An article in the August 9, 2025, issue of the New England Journal of Medicine highlights the opportunity, if not the responsibility, of the bar in the private law sector to fill the gaps in healthcare access, quality, and accountability resulting from the Trump administration’s deregulation efforts regarding federal administrative agencies and legislation. Moreover, the termination or redirection of many federal programs and funding will put increased strain on the regulation of healthcare at a state-law level. State-level regulation has commonly encompassed insurance requirements and consumer protection issues. But there are other aspects of healthcare that need attention.
The authors of the NEJM article are professors of law and public health at Boston University and the University of Chicago. They identify the body of law encompassing contracts, torts, and fiduciary duties as the key areas that will respond to the potential vacuum following federal deregulation efforts. They characterize the changes being implemented by the Trump administration as “causing a seismic shift in health care governance.”
Beginning their review with the diminution in the authority and staffing of the Food and Drug Administration, the authors foresee an increased use of contractual provisions to enable private entities such as insurers to require evidence of safety or efficacy to obtain reimbursement for new products and services. They also note that states that purchase healthcare for large numbers of people can build public health goals into their contracts with private payers and healthcare organizations, commenting that the use of market leverage to promote cost containment or quality improvement is not new but is of increased importance with the erosion of public law regulators.

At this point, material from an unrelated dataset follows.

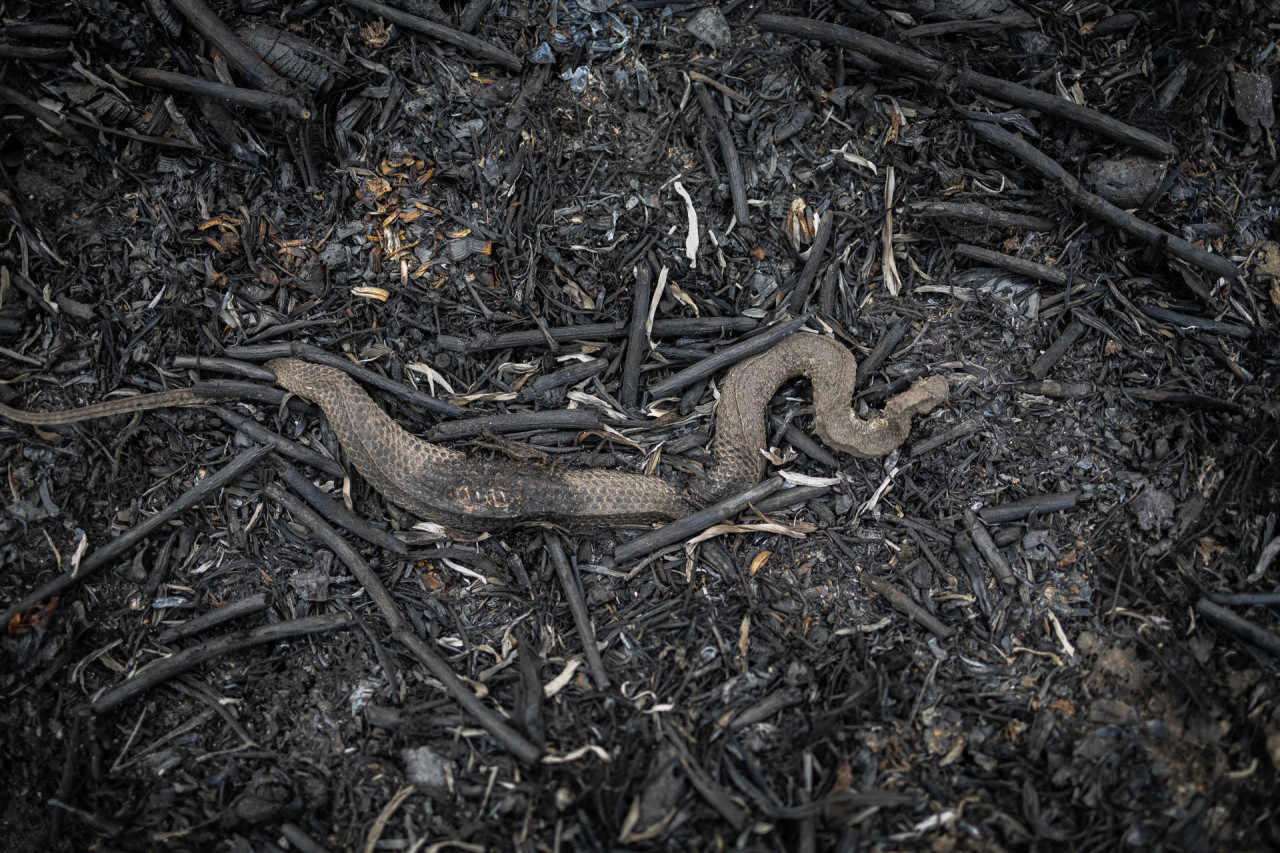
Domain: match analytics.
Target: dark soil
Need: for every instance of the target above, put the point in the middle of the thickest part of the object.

Tort law will likely become “a critical backstop for accountability and quality control in health care” through medical malpractice actions, including informed consent, and product liability claims. The civil justice system including tort liability is widely recognized as advancing objectives of compensation for losses, deterrence of future wrongful conduct, and encouraging safety. The conservative Cato Institute has acknowledged that “[i]n some instances tort liability does serve a potentially risk-reducing role by fostering new safety measures” although it questions whether it makes economic sense to make all products risk-free.
Corporate governance and fiduciary responsibilities are highlighted by the weakening of governmental regulators. The NEJM authors hypothesize that “[i[f public oversight wanes, courts may face pressure to dial up enforcement of duties of care and loyalty in private-law frameworks.” They also note the hybrid nature of some actions that might be taken in the private law sector springboarding from statutes such as the False Claims Act, antitrust statutes, and civil rights laws. Many, but not all of these provide a private right of action.
The NEJM article concludes with a discussion of several risks in relying on private law. These include the difficulty of developing standards for robust ethical conduct and clear comprehensive contracts. The authors foresee a return to an atmosphere of “caveat emptor” for patients, with a need to be wary of insurance policy provisions and treatment options and to subject them to appropriate scrutiny and evaluation. They also point out the inherent imbalance across the general population that follows from the advantage that well-informed or well-resourced parties have in negotiating and navigating these circumstances. Legal counsel is not automatically available to everyone. Even in the setting of tort actions where representation is commonly provided through a contingency fee agreement, there is delay and unpredictability of result that takes away from the appeal of pursuing tort remedies. The authors conclude: “Regardless of whether the elevation of private law in health care represents a temporary stopgap or a durable shift, the time to reckon with its implications is now.”
Ironically, in the same week that the NEJM article appeared, Heather Cox Richardson, a professor of American history at Boston College, published one of her “Letters from an American” making note of the 90th anniversary of the signing of the Social Security Act by President Franklin Delano Roosevelt on August 14, 1935. The primary focus of her historical review was the role of Frances Perkins as Secretary of Labor and the experiences in her life that led her to be the driving force behind the legislation. The Social Security Act was a move away from the notions of “rugged individualism” toward a basic social safety net of interdependence with the pooling of funds available from tax dollars. The congressional vote on enacting the Social Security Act was 371 to 33 in the House of Representatives and 77 to 6 in the Senate. Perkins is the longest serving Secretary of Labor in the country’s history, serving from 1933 to 1945. In a speech delivered in 1962, Perkins stated: “One thing I know: Social Security is so firmly embedded in the American psychology today that no politician, no political party, no political group could possibly destroy this Act and still maintain our democratic system.”
The juxtaposition of Perkins’ 1962 comments with the observations regarding healthcare deregulation in the 2025 NEJM article is thought-provoking. At least since Justice Brandeis’ 1932 decision in New State Ice Co. v. Liebman, the states have been recognized as “a laboratory [to] try novel social and economic experiments without risk to the rest of the country.” While there is the potential of returning to the era when “states’ rights” was a code word, the strong tradition of federalism to the contrary was recognized by Justice Brennan in his classic 1977 Harvard Law Review article entitled “State Constitutions and the Protection of Individual Rights.”
The NEJM article identifies several areas of challenge to the bar. Are we ready?